Friday, June 4, 2010

Of Psychology and Divorce

My friend and I once had a conversation about divorce and parenthood, chiefly from the perspective of the child. As it stands, the parents of pretty much everyone I was friends with before the age of twelve have gotten divorced. Mine did it when I wasn't even three yet, so I like to think that once again I'm just ahead of the curve when it comes to certain things.

In talking, we noted that a late divorce probably causes more anger on the part of the child but is short-lived. A mature child can eventually deal with it and as an adult even be relatively unscathed. An early divorce, meanwhile, likely has a greater impact on the formation of the child's personality, for example, the way I can't stand loud, angry arguing or baseball.

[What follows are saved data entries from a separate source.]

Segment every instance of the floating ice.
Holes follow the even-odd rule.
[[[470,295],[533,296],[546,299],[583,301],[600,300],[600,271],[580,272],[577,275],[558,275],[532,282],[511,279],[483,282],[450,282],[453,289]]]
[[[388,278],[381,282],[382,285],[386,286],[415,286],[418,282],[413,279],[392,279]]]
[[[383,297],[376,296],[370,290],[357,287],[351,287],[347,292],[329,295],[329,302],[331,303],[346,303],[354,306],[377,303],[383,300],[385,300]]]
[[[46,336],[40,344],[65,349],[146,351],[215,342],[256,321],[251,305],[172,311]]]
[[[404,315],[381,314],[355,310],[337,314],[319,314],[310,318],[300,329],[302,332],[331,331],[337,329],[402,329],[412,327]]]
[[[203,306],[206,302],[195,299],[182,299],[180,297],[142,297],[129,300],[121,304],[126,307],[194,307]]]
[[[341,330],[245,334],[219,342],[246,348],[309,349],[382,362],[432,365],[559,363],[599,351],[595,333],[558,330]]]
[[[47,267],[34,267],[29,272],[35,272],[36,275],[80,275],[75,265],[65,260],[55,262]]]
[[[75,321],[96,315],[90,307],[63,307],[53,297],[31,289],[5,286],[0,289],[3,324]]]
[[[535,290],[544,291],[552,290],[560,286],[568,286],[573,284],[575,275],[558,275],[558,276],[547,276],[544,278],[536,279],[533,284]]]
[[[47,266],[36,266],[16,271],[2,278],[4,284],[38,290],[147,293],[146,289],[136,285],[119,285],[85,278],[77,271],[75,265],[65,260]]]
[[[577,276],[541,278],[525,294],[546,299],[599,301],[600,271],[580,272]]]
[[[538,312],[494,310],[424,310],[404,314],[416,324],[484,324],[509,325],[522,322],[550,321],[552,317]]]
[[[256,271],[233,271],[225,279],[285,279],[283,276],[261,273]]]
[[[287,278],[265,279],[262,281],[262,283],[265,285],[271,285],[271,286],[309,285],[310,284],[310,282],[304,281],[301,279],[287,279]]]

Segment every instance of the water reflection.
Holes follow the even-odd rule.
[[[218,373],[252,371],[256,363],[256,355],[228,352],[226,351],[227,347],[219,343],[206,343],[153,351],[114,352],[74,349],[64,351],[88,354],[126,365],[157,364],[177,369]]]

And somehow, I'm not exactly sure how, we got to talking about the children born to parents who shouldn't have been together in the first place. Granted, my parents were like that, but at least I was planned. Also, I came out awesome.

Some of our friends, however, have already had babies. Others are the product of similar "Oops!" moments for their young parents. Let me say here and now, I have no doubt in my mind that every single one of these individuals has been the light of their parents' lives. These children are the definition of "happy accident." Despite all the possible disadvantages, I have never seen children more loved by their parents.

Still, I wondered what that could do to a child's personality, knowing that, while you are absolutely loved and supported by both parents unconditionally, it is a fact that you were not a planned pregnancy and for at least a few months before and after popping your head into the world (so to speak) were a pretty big inconvenience overall.

I postulated that one of our friends, a child conceived by accident would care very much about people liking them, would go to great lengths to please others and often go quiet as to how much those same actions negatively impacted him/herself. He would be a people-pleaser, but soft spoken. She would be as unobtrusive as possible, willing to stand up for herself when need be but low-key in her self-reliance. There might be resentment towards how the parents interact with each other, and perhaps at an earlier age than most such a child would realize her parents are human and prone to error just as she is. A child could learn from his parent's mistakes and not repeat the behaviors which years later led to their own wonderful birth, achieving great things.
And that's when my friend and I realized we were describing the exact person we had set out to mentally dissect.

Basically, what I'm saying is
a) we conducted a proof by independent verification, and
b) we conducted a colossal waste of time before going into an A&P to buy juice.